Cynthia I. Macri, MD, FACOG
Back in the '90s, my gynecologic oncology fellow published a paper about how equal care results in equal outcomes, or survival rates, in the military cancer network compared with the civilian sector. This paper paved the way for many studies on health disparities based on race, ethnicity, insurance status, appearance, and more for every specialty. Health discrimination beyond access to care is still fairly widespread, and unfortunately officials in all organizations incorporate biases based on personal experience; stereotypes of whole groups; and, perhaps worst of all, professional cynicism when making policy decisions on which innovations to try and which research programs to support and fund. This results in more studies revealing the same things: that discrimination continues, and different groups face different barriers.
My COVID-19 pandemic experience and my current experience on the Maryland governor's Commission on Suicide Prevention—specifically now the rollout of the 988 suicide hotline—tells me that there is much work still to be done, even in a state where diversity is a celebrated part of the landscape. When discussing solutions for COVID-19, the nation has spoken loudly and proudly about how many problems would be solved by the information available online, but often that information is primarily accessible by computer and available only in English or Spanish. This left out—and continues to leave out—a large percentage of people who do not have internet access and do not speak English or Spanish. The result of the lack of inclusion or targeting of different communities is that those groups were then labeled as unvaccinated, vaccine hesitant, or vaccine resistant. In reality, among those who were labeled as such were older Asian people who wanted to be vaccinated but didn't speak English, weren't computer savvy or connected on social media, were afraid to go out because the news was showing older Asians like themselves being beaten up, or were worried that they would get COVID-19. In addition, many of the unvaccinated did not have transportation to mass vaccination sites or the time to wait in long lines, especially if they had to rely on their working children to take time off work to drive them to vaccination sites and wait with them in long lines.
I see similar problems in my work with the Commission on Suicide Prevention and the 988 suicide hotline. When I asked members of the hotline's working group what their plan was for cultural and linguistic services for multigenerational Asian households, their response was that the lines would be answered in English and Spanish, but anyone who needed help in another language would be referred to the medical translation service. When addressing issues such as suicide, simply translating resources into the necessary language doesn't suffice, because an understanding of the cultural aspects of mental health, suicide, life stressors, and more cannot be gained simply through translation. There needs to be a commitment to developing a cadre of professionals who know the cultural nuances for local demographics and groups, the words that should be used, and the images that should be described. Communities need professionals who can relate to the needs of groups that have been excluded and pushed to the margins, who have lost hope that their needs will ever be addressed.
On the happy side, during the pandemic, I volunteered with the Maryland Reserve Medical Corps and vaccinated hundreds of people at the Chinese Culture and Community Center, a long-standing clinic in Gaithersburg, Maryland, that offers aid to any underserved person in the community. Prior to the pandemic, I was volunteering there to offer women's health services, seeing older women who had either never had a Pap smear or who had not had one since coming to the United States.
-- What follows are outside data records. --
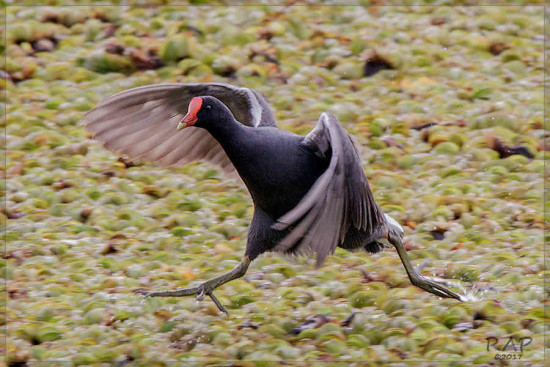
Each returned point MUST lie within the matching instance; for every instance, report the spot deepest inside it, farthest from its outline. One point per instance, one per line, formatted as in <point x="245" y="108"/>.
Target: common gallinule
<point x="310" y="193"/>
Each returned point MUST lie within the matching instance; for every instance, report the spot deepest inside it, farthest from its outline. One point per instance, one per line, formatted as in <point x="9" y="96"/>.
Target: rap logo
<point x="510" y="349"/>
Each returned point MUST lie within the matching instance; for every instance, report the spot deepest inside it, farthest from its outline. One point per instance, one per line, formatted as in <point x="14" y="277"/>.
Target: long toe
<point x="436" y="288"/>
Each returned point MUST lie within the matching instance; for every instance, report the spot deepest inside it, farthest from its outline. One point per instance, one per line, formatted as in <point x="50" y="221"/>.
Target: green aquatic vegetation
<point x="84" y="230"/>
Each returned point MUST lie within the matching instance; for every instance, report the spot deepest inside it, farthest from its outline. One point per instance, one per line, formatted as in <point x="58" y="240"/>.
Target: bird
<point x="310" y="193"/>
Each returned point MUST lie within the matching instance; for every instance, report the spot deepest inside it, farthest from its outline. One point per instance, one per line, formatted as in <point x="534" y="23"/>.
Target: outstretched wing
<point x="141" y="123"/>
<point x="340" y="198"/>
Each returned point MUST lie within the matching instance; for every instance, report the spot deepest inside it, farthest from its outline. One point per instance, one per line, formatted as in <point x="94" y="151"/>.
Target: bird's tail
<point x="395" y="231"/>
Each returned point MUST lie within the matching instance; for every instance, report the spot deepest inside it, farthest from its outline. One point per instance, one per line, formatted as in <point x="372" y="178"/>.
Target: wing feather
<point x="140" y="123"/>
<point x="340" y="197"/>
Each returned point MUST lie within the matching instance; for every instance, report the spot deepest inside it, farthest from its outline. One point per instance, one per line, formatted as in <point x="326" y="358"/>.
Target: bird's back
<point x="276" y="167"/>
Many, if not most, were uninsured and were offered the opportunity to enroll in Montgomery Cares (a group of community-based health care professionals who provide medical care to uninsured adults in Montgomery County), the Kaiser Permanente Charitable Health Coverage program, Medicaid and Medicare, or the ACA. Even though I didn't speak the same language as many the underserved and uninsured patients I've seen, I was able to give them culturally proficient care from someone who they felt comfortable with in an environment they felt safe in.
I would like to call attention to the possibility of some solutions. One of these solutions is funding. Smaller grants in smaller communities may be able to have a big impact on public health by educating, screening, and serving groups that are left out by larger public health efforts. For example, the Chinese Culture and Community Center is now a central part of the pandemic response and a consulting clinic for many other services because of the way in which we mobilized for our county during the pandemic. Providing funding for smaller organizations or groups such as the Chinese Culture and Community Center and their community-based partners, which are staffed by people who know the immediate needs of their communities and are positioned to provide or facilitate culturally informed care, could make a big difference locally.
Another solution is to connect patients with culturally informed care. This means ensuring that health care professionals understand how to identify the intersection of many different factors in their patients' lives that go beyond race and class. For example, when I work with Asian and Asian American patients, I make note of and account for different aspects of their lives, such as whether they live in a multigenerational household, what their economic responsibilities are, and social norms that may affect how they communicate their needs. Asian and Asian American patients, like people of any culture or race, have different needs, different resources, and different approaches to their own care. If there's anything that my experience has taught me, it's that ensuring that each patient receives culturally accurate and appropriate care begins with understanding their culture, and that this is not difficult if we as clinicians shed our own biases and listen attentively to our patients.